This project integrates experiment and theory to develop strategies toward “programmable matter”. Programmable matter comprises systems of “components” that self-assemble into functional structures; these systems have the unique characteristic that their properties can be programmed to direct the same set of components toward different structures and functions, on demand. The objective of the work is to carry out parallel, cooperating programs in experiment and theory to survey seven strategies for programmable matter, and determine which is most appropriate for the subsequent objectives. We will demonstrate principles by designing and fabricating programmable matter that will form—on demand—all members of a set of regular geometrical shapes (cube, sphere, prism, cylinder), with strength for the ensemble equivalent to that of a structural polymer. These seven strategies are represented in the Figure 1.
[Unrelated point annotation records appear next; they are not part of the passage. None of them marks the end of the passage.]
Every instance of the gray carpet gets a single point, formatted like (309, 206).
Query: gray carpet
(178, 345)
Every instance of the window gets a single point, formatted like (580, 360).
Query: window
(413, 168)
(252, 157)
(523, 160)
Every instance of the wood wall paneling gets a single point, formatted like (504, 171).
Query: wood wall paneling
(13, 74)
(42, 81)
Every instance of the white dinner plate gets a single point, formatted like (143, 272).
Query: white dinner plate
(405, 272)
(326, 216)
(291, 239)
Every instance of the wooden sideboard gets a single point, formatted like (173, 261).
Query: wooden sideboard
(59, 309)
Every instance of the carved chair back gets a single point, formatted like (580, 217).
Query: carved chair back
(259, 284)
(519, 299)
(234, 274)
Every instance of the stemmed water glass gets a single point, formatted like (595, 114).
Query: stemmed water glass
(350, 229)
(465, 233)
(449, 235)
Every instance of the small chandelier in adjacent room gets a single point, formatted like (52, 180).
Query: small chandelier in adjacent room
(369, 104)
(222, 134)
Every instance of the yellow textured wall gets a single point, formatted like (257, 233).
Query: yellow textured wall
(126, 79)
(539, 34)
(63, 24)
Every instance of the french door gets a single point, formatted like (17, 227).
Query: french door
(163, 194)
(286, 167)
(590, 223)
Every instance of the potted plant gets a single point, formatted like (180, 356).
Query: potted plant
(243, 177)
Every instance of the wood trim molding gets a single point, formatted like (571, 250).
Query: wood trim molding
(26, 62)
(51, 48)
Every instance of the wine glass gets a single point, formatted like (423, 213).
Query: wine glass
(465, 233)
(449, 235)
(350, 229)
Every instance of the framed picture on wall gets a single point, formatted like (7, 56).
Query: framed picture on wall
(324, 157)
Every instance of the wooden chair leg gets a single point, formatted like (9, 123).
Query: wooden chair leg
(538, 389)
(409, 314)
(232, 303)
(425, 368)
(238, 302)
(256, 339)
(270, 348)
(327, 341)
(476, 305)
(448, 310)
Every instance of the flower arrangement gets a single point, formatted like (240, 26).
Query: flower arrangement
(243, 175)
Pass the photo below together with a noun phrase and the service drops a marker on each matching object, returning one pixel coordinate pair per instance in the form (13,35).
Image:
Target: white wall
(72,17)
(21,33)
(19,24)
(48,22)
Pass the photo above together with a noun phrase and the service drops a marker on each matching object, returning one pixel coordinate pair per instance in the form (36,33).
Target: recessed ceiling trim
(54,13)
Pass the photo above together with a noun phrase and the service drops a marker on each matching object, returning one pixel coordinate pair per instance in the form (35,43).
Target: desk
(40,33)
The concept of using a geometrical template to fix the form of an object is at the lowest level of sophistication in the project. It also has the greatest potential for immediate utility, if it can be used with new materials. Our work examines meso-Tm alloys (200º – 300ºC) with carbon fiber and/or SiC fillers, to determine if they have sufficient toughness to be used as simple tools e.g., a wrench).
The approach has the potential to minimize the weight carried by missions – a single set of tools can be replicated in the field, used as needed and then recycled. Both the material used in the molds and replicated objects themselves are thermally reversible: this method is good for materials with similar Tm (Figure 2). The novelty in the approach comes from the use of a low-melting metal matrix reinforced with ceramics or fibers.
The use of templating and interfacial free energy is a versatile method of making 3D solid shapes of a complexity that would be extremely difficult to imagine making by any other procedure (Figure 3). Our demonstrations have been simple, but convincing as a demonstration of principle. They have, however, been carried out using polymers that have no particular utility (outside, perhaps, in optics for difficult-to-form optical elements). Understanding this kind of system from the vantage of mathematical topology will guide experimental work that will be carried out in practically useful materials.
There are a number of approaches to guided self-assembly. We propose initially to fabricate identically shaped slabs containing magnets that can be oriented independently, and to explore magnetically directed self-assembly. Depending on the orientation of the magnets inside these slabs, upon agitation, different structures are formed.
Previous work has demonstrated that combining mechanical vibration with magnetic interactions can result in the self assembly of complex structures, albeit at low yield. Our current work introduces a system where the yield of self assembled structures is quantitatively predicted by a theoretical analysis. Millimeter sized magnetic blocks (Figure 5) are designed to form chains as their minimal energy state are placed in a turbulent fluid flow. The distribution of chain lengths that form is quantitatively consistent with predictions, showing that the chain length distribution coincides with that of monomers/polymers in a thermal bath, with the turbulence strength parameterizing the effective temperature (Figure 6).